Photo: Arne Ader
Translation: Liis from Forum
White or mountain hare.
The white hare (also known as mountain hare, tundra hare, blue hare) has had a better winter this year than the previous black and bare ones when a white coat meant danger: the change in colour of the hare’s coat is supposed be a protection on a snowy ground. But on a brown-patterned forest ground this snowy white coat will instead catch the eyes of predators. Although the hare according to zoologists is not at all dumb, and will avoid moving around in such a snowy coat in snowless winters, the succession of bare winters has reduced the numbers of white hares in places. Some white hares have begun to shed their summer coats later.

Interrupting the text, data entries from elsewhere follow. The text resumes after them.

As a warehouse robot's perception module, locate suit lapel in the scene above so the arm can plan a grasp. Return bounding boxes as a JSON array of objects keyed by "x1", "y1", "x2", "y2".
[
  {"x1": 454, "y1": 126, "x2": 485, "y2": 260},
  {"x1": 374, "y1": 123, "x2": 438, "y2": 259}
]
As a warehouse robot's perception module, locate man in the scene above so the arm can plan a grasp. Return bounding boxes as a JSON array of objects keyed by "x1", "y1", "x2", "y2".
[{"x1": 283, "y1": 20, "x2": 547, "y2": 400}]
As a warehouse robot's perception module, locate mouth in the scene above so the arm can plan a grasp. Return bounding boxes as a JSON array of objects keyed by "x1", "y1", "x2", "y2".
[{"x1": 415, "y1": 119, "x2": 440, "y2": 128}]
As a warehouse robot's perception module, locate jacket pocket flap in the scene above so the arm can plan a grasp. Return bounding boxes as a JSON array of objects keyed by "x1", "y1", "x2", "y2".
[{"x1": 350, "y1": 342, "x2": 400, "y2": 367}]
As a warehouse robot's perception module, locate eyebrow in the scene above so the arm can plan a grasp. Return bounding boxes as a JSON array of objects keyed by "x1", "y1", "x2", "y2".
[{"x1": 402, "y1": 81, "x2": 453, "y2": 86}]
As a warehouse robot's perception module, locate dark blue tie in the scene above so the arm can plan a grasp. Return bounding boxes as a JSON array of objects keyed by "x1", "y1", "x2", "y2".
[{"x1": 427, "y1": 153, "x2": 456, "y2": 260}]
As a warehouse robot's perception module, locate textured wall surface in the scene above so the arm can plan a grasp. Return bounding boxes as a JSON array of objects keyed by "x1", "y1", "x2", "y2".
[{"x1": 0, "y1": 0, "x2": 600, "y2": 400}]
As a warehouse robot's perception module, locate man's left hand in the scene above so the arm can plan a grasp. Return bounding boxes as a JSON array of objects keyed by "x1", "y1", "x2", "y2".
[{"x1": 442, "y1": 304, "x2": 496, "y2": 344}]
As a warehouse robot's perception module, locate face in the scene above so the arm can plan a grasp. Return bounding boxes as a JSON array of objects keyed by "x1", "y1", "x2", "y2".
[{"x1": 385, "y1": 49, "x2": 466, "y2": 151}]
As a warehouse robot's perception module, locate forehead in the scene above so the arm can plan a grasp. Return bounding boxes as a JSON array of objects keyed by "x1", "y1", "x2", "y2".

The white hare is the smaller of our two hares, and the one that is “really ours”. It came to the area of today’s Estonia immediately after the last Ice Age. The brown hare, Lepus europaeus, arrived here only a few hundred years ago. The white hare keeps mostly to forests, the brown hare to fields.
On freshly fallen snow it is worthwhile to go out into a forest to look for the aspen-nibbler’s tracks. They are easily recognised on snow: two holes side-by-side (back paws), two in a goose row (forepaws). And so the line goes on: two side-by-side, two one-by-one. The side-by-side tracks are bigger because the hare’s hind legs are much mightier than its forepaws.